McMorris Rodgers Statement on 28th Anniversary of the ADA

Jul 26, 2018 | Olivia Hnat •

House Republican Conference Chair Cathy McMorris Rodgers (R-WA) released the following statement in honor of the 28th anniversary of the Americans With Disabilities Act.

“The Americans With Disabilities Act gave more than 50 million Americans with disabilities, just like my son Cole, the chance to pursue their dreams and be defined only by their potential — not their limitations. 28 years after President George H.W. Bush signed this landmark legislation into law, we continue to celebrate how it has affirmed the dignity of every person no matter the challenges they may face.

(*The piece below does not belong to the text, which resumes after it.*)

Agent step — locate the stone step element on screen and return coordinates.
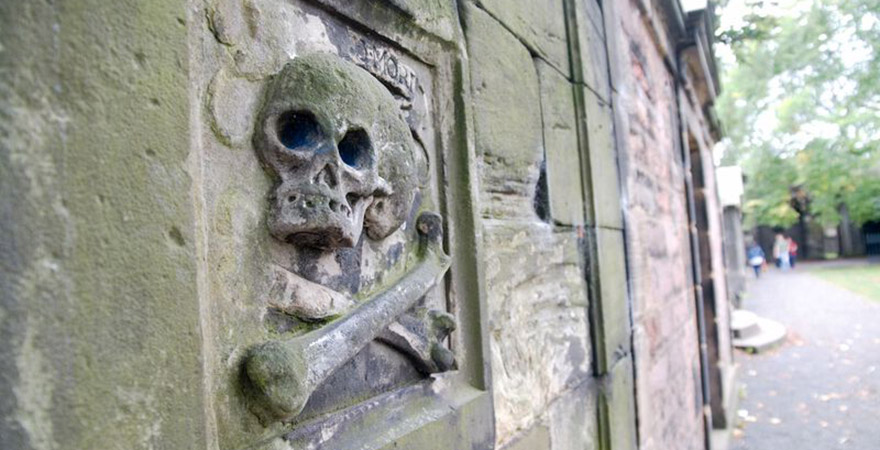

“For me, helping people with disabilities reach their full potential is not just good policy, it’s personal. As we look back on the legacy of the ADA, its critical that we are also building a future where we focus on people’s abilities, their God-given talents, and all that they have to offer. Just like we did in tax reform with my ABLE 2.0 provisions, our work must continue to close the gap between the 70 percent of Americans with disabilities who look for employment and the fraction of those who find it. In a booming economy with more than 6 million open jobs, people living with a disability deserve every chance to seize those opportunities because a job is so much more than a paycheck. It’s a foundation for a better life.”

Note: On the 25th Anniversary of the Americans with Disabilities Act, McMorris Rodgers penned an op-ed featured on about the next frontier of empowering people with disabilities by breaking down barriers to employment. To help more people with disabilities find a job that gives them independence and a purpose, key provisions of the Chair’s “ABLE 2.0” legislative package became law in the Tax Cuts & Jobs Act.

  • ABLE to Work Act: This legislation would allow an ABLE beneficiary who earns income for a job to save up to the Federal Poverty Level, in addition to their annual contribution limit of $14,000. This is targeted to assist only those disabled individuals who cannot contribute to an employer retirement saving plan.

  • ABLE Financial Planning Act: This legislation allows for rollovers from a 529 to a 529A account, but still maintains the annual contribution limit of $14,000. This would allow individuals who may have been saving for their child’s college tuition, which is now no longer needed, to rollover up to the maximum contribution each year until the 529 account has been depleted.